Formalizing Latent Thoughts: Four Axioms of Thought Representation in LLMs

形式化潜在思维：大语言模型中思维表征的四个公理

Abstract: We introduce an axiomatic evaluation framework for latent thought representations in LLMs, comprising metrics that are independent of downstream benchmark scores and reveal representational failures that benchmark accuracy masks. 摘要： 我们为大语言模型（LLM）中的潜在思维表征引入了一个公理化评估框架。该框架包含的指标独立于下游基准测试分数，能够揭示那些被基准测试准确率所掩盖的表征缺陷。

Existing evaluations conflate representation quality with model capacity. Therefore, failures cannot be attributed to the representation rather than to the model that processes it. 现有的评估方法将表征质量与模型能力混为一谈。因此，当模型表现不佳时，我们无法确定这是表征本身的问题，还是处理该表征的模型的问题。

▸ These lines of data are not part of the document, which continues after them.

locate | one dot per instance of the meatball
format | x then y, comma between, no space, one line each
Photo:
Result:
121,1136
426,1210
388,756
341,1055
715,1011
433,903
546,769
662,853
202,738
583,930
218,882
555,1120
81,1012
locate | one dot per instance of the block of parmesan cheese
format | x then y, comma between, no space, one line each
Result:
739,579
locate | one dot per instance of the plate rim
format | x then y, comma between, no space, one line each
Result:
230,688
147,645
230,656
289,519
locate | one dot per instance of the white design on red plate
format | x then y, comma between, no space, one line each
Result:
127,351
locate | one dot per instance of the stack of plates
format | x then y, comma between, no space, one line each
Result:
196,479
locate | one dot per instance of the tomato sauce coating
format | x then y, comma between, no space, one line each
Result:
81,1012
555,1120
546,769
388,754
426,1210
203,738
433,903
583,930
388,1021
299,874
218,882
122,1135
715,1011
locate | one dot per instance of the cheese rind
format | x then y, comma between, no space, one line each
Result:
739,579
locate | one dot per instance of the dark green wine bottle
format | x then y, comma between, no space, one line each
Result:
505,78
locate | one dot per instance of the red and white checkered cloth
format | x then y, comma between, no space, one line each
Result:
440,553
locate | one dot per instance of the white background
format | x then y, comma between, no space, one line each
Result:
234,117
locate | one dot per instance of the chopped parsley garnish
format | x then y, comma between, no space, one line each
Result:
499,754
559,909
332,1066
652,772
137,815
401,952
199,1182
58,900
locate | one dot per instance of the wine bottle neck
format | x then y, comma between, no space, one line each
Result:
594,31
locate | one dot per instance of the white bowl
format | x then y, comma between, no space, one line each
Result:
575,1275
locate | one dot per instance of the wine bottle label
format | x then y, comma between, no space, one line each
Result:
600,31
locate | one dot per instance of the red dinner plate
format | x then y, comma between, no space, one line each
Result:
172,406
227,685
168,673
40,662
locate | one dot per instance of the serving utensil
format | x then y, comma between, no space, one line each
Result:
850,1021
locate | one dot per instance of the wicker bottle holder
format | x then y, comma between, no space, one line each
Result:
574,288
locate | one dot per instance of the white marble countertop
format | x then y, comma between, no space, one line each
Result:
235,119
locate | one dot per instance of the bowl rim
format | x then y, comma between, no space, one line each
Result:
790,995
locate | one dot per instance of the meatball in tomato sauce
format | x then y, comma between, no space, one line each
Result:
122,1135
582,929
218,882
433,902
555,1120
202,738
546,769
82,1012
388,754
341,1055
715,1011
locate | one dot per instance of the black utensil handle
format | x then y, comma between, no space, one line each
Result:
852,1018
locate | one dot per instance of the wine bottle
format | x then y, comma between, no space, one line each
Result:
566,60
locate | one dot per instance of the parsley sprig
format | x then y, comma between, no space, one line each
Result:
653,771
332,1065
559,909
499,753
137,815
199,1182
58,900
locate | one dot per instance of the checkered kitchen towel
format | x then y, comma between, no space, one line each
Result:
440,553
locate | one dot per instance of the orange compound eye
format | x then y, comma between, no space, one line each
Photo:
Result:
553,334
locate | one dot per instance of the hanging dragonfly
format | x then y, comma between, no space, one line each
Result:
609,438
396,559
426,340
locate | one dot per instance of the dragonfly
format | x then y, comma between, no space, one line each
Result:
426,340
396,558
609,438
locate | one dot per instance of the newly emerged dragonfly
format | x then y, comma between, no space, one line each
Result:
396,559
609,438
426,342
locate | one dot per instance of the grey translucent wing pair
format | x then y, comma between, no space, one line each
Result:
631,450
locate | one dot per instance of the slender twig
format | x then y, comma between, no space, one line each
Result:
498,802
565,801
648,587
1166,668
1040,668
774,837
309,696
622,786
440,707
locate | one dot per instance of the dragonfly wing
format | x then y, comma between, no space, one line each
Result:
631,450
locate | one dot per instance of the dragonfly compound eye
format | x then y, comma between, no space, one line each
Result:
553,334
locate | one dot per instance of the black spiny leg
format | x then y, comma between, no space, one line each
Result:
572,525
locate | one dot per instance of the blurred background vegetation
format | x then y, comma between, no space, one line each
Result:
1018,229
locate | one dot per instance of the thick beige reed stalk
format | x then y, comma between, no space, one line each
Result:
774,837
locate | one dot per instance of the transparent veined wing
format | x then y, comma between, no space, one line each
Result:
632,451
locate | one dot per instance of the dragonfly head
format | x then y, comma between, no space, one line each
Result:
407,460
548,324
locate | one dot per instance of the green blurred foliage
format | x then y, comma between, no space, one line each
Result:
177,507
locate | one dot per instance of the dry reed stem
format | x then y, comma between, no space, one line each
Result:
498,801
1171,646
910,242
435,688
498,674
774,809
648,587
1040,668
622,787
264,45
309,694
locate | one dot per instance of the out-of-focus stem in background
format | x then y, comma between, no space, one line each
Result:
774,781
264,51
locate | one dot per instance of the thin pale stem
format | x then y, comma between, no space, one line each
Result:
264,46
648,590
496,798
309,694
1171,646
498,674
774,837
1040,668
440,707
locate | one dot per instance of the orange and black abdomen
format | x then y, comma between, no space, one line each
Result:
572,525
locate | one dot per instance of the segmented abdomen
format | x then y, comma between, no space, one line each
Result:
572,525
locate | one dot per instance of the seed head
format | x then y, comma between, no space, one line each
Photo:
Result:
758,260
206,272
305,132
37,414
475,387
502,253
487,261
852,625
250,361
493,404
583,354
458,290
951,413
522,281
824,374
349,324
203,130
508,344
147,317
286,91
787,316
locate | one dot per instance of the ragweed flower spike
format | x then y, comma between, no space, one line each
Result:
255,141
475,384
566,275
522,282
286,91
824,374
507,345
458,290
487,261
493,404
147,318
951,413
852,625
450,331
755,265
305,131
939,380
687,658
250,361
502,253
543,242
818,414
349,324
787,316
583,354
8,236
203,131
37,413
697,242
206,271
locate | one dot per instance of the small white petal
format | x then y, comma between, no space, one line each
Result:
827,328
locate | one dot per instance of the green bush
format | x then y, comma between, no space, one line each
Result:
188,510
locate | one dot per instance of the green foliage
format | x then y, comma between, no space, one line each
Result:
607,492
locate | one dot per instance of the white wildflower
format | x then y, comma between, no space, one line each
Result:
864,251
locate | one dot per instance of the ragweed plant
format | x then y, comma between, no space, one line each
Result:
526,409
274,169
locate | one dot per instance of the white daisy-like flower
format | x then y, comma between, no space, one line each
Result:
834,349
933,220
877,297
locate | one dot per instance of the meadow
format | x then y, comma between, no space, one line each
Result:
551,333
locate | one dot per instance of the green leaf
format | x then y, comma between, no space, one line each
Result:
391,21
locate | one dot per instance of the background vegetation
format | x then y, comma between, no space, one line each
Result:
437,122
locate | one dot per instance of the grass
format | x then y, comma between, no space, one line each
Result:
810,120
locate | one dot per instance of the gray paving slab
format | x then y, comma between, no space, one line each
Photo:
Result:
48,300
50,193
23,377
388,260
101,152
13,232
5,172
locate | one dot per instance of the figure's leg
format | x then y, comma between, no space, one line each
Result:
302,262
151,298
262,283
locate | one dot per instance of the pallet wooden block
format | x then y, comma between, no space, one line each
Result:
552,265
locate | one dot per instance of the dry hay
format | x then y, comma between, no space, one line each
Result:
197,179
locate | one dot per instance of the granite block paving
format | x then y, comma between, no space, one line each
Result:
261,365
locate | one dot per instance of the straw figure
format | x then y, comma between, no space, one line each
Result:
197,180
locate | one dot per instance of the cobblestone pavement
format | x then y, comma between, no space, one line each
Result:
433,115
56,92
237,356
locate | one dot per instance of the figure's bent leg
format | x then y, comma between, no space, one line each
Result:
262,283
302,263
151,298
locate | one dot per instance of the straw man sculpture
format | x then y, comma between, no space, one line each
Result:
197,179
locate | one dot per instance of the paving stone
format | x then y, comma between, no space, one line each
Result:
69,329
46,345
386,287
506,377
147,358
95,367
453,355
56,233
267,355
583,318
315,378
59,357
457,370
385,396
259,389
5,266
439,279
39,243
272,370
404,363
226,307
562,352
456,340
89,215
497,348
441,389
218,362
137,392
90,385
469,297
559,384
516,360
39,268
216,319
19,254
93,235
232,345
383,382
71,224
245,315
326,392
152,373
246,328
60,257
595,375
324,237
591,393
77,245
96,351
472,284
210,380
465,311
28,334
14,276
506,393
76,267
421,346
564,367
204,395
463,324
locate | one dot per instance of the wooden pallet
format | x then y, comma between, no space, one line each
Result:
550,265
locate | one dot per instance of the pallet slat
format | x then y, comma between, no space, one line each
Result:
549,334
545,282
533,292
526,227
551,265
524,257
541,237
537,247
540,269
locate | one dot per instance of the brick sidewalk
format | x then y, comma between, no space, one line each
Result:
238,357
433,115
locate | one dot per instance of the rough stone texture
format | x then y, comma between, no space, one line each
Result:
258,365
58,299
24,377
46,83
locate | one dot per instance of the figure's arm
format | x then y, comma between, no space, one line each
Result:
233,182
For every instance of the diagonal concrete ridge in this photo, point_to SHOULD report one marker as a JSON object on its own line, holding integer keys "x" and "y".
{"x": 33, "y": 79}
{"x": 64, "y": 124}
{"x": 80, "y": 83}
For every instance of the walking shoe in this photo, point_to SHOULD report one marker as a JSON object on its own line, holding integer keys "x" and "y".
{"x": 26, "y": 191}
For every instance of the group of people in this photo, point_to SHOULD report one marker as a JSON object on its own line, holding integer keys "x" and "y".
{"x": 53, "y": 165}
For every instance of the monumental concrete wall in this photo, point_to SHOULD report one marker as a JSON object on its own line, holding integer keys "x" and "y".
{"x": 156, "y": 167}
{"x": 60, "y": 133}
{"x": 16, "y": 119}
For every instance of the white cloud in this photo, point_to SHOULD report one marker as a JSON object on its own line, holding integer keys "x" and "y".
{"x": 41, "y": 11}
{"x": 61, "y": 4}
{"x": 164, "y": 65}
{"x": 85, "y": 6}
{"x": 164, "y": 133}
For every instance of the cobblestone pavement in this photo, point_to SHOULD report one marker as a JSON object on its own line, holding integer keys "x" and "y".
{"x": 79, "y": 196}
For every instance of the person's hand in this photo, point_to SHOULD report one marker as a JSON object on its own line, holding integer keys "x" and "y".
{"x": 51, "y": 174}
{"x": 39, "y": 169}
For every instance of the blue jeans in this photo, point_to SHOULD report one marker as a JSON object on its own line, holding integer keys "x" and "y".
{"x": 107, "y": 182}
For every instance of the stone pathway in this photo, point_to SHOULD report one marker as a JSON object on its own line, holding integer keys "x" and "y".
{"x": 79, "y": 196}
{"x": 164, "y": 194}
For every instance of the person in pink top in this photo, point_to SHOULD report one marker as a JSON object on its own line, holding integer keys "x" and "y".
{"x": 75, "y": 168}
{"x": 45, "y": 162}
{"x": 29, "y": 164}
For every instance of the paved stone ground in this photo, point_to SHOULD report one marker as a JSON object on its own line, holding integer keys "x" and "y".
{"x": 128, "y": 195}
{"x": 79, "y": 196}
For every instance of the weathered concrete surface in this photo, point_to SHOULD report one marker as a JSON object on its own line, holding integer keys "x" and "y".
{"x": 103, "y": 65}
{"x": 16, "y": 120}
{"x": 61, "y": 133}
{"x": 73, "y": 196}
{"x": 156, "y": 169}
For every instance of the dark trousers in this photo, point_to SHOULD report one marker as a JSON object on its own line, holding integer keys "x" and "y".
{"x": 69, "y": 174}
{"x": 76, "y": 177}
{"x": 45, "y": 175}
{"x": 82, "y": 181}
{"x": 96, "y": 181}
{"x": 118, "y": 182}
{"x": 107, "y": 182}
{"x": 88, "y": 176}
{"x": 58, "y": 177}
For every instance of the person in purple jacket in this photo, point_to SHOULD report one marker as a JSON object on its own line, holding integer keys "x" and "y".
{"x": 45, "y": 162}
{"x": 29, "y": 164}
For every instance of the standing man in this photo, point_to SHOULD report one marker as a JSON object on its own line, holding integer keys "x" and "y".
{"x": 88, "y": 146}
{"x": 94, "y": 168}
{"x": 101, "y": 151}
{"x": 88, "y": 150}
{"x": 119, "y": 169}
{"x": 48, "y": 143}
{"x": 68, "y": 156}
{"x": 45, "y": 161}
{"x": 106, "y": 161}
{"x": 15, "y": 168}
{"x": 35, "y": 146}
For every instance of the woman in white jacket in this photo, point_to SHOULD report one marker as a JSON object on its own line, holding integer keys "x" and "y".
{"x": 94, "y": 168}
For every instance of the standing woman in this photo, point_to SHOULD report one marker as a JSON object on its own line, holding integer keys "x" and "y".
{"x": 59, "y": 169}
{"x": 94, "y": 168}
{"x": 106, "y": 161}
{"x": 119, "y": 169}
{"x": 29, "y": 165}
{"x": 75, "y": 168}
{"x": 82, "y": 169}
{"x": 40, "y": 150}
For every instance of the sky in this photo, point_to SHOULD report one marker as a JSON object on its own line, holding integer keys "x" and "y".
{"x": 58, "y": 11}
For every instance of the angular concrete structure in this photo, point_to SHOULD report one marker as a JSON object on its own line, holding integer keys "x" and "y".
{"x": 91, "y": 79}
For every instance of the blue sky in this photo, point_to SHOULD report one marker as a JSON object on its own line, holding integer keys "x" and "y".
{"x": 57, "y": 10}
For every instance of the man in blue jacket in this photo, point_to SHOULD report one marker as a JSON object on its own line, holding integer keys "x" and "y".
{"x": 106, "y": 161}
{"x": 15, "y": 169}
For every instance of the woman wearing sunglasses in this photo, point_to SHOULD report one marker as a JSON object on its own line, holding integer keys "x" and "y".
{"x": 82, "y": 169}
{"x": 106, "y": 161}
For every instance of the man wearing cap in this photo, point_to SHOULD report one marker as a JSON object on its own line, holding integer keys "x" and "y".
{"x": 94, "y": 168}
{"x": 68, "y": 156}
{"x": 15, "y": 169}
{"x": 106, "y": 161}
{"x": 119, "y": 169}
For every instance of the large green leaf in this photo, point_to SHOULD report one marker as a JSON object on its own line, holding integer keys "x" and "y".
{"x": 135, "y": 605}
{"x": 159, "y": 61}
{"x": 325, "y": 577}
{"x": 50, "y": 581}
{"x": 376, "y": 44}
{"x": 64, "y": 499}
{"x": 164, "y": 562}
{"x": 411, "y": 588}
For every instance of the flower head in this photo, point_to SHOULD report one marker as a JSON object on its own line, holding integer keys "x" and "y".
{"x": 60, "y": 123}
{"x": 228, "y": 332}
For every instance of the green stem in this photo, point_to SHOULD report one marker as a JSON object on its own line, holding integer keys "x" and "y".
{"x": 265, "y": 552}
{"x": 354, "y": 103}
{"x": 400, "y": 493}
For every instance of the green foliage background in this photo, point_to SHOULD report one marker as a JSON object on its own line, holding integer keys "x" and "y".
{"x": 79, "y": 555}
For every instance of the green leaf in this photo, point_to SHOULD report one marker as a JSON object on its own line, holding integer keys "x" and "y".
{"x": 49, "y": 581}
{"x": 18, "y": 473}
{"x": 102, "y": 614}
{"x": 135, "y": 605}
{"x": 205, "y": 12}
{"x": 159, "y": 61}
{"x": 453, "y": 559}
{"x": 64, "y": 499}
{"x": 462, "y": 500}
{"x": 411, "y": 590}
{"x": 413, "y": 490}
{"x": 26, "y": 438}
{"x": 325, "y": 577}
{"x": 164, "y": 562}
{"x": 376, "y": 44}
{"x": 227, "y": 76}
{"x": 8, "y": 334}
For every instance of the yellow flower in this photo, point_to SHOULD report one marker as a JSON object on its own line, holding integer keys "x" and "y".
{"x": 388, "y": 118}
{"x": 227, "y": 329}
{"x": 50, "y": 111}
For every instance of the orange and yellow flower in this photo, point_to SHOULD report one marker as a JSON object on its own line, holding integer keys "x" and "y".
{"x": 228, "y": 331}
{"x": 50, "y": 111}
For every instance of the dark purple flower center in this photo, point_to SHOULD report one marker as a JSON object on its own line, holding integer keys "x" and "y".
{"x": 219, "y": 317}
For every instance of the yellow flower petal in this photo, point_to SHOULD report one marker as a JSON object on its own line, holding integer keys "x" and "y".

We formalize four functional axioms (Causality, Minimality, Separability, and Stability) and define a quantitative measure for each, computed directly on the representation independently of downstream accuracy. 我们形式化了四个功能性公理（因果性、最小性、可分性和稳定性），并为每个公理定义了量化指标。这些指标直接基于表征进行计算，与下游任务的准确率无关。

We audit open-weight LLMs across 23 reasoning tasks (e.g., Spatial Reasoning, Factual QA). We find that no candidate satisfies all four axioms simultaneously, that the representations distinguish task type reliably but cannot distinguish between two questions within the same task, and that the representations encode little information beyond what is already present in the input embedding. 我们对 23 项推理任务（如空间推理、事实问答）中的开源权重 LLM 进行了审计。研究发现，没有任何候选模型能同时满足这四个公理；虽然这些表征能可靠地识别任务类型，但无法区分同一任务内的两个不同问题；此外，这些表征所编码的信息几乎没有超出输入嵌入（input embedding）中已有的内容。

The failure is consistent across dense, reasoning-distilled, and RL-trained model families, indicating that the gap is structural rather than a property of model size or training procedure. 这种缺陷在稠密模型、推理蒸馏模型以及强化学习训练的模型系列中均一致存在，这表明该差距是结构性的，而非模型规模或训练流程所导致的特性。